La moitié du mois de décembre était passée; avec toute la neige qui était tombée, nous étions convaincus que nous aurions un Noël blanc. C’était sans compter sur les caprices de l’hiver! Vers le 20 décembre, le temps s’est radouci, le ciel bas annonçait la pluie.  Nous espérions que ce ne serait qu’un redoux passager, mais non!  Effectivement, la pluie a commencé à tomber… une pluie fine, mais continue; on se serait cru au printemps! Il a plu ainsi presque sans arrêt pendant trois jours. Les enfants qui venaient d’entrer en vacances se désolaient; les traîneaux avaient l’air égarés près des galeries. Par terre, à côté de la maison, une carotte rabougrie et un vieux chapeau étaient les seuls témoins de ce qui avait été un bonhomme de neige! Les bandes de la patinoire entouraient un lac d’eau. C’était d’une tristesse!

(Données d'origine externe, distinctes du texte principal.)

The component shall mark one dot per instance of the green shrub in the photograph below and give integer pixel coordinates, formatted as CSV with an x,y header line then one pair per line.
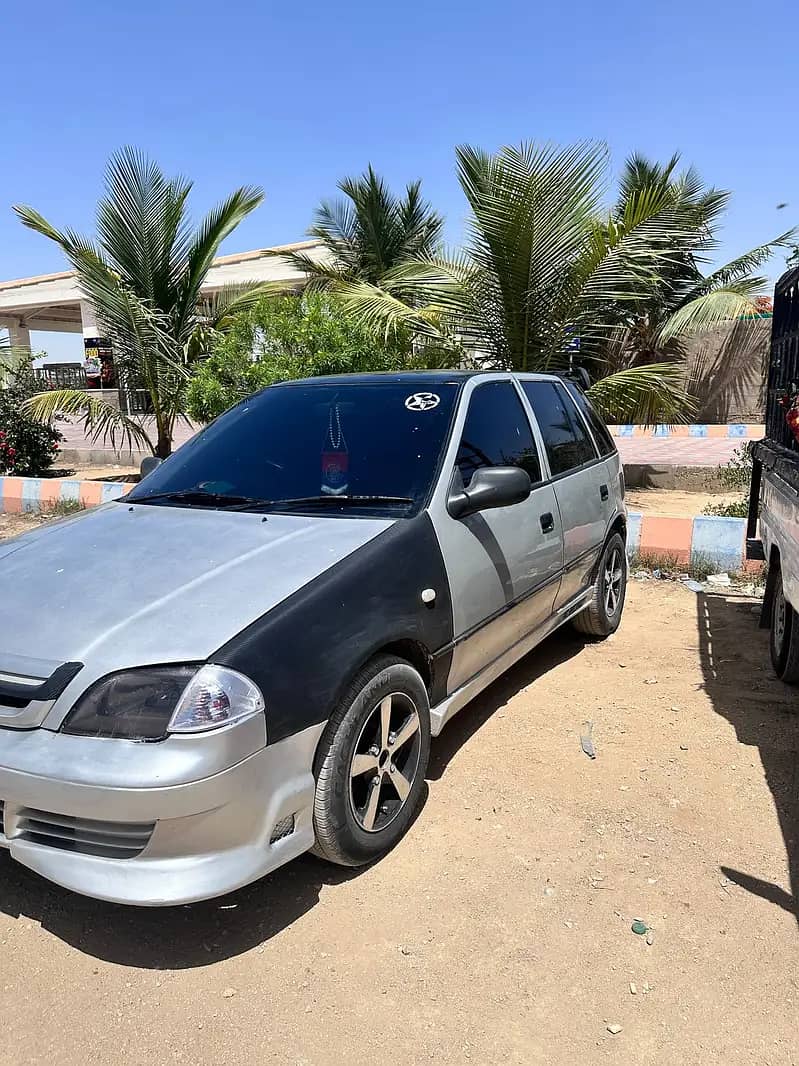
x,y
737,472
731,509
27,447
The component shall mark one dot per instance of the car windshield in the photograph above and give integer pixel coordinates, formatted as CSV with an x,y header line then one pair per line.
x,y
333,447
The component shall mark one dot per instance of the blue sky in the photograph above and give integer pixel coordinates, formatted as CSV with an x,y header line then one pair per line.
x,y
292,96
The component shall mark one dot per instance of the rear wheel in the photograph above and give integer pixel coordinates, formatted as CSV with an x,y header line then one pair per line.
x,y
784,639
372,763
603,614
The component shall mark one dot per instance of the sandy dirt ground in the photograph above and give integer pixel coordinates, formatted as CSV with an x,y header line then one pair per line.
x,y
14,525
674,502
500,930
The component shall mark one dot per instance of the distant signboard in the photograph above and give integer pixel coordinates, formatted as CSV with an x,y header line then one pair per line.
x,y
99,361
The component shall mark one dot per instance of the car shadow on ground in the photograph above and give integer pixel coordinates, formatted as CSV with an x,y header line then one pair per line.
x,y
738,680
205,933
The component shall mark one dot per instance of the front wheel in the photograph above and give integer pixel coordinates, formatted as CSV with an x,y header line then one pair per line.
x,y
603,614
784,636
372,763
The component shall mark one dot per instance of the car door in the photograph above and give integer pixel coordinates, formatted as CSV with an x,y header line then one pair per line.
x,y
504,564
580,481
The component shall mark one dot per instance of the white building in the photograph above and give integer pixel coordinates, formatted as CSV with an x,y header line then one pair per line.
x,y
54,303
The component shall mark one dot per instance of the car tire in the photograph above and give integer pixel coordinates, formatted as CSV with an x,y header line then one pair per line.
x,y
784,636
371,763
603,614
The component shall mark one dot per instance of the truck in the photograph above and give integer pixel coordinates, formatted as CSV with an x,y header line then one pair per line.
x,y
772,523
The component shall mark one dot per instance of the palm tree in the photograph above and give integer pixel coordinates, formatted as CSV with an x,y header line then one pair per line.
x,y
144,275
370,231
681,300
548,270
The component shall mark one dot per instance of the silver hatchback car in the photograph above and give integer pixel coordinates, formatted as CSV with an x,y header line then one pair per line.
x,y
245,658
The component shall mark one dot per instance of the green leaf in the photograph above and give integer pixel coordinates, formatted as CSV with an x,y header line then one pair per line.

Le 24 décembre, il n’y avait plus un brin de neige; elle était toute fondue! Le ciel était sans nuages… n’eut été de la température qui s’était refroidie, on aurait pu aller à la messe de Minuit en souliers. Mais, neige ou pas, c’était Noël! Au retour de la messe, dans les maisons décorées où flottaient les bonnes odeurs des mets préparés pour le réveillon, tout le monde a oublié la température dans la joie de la fête! Cette année-là, nous avions un sapin magnifique… à vrai dire, je suis presque sûre que c’était une épinette!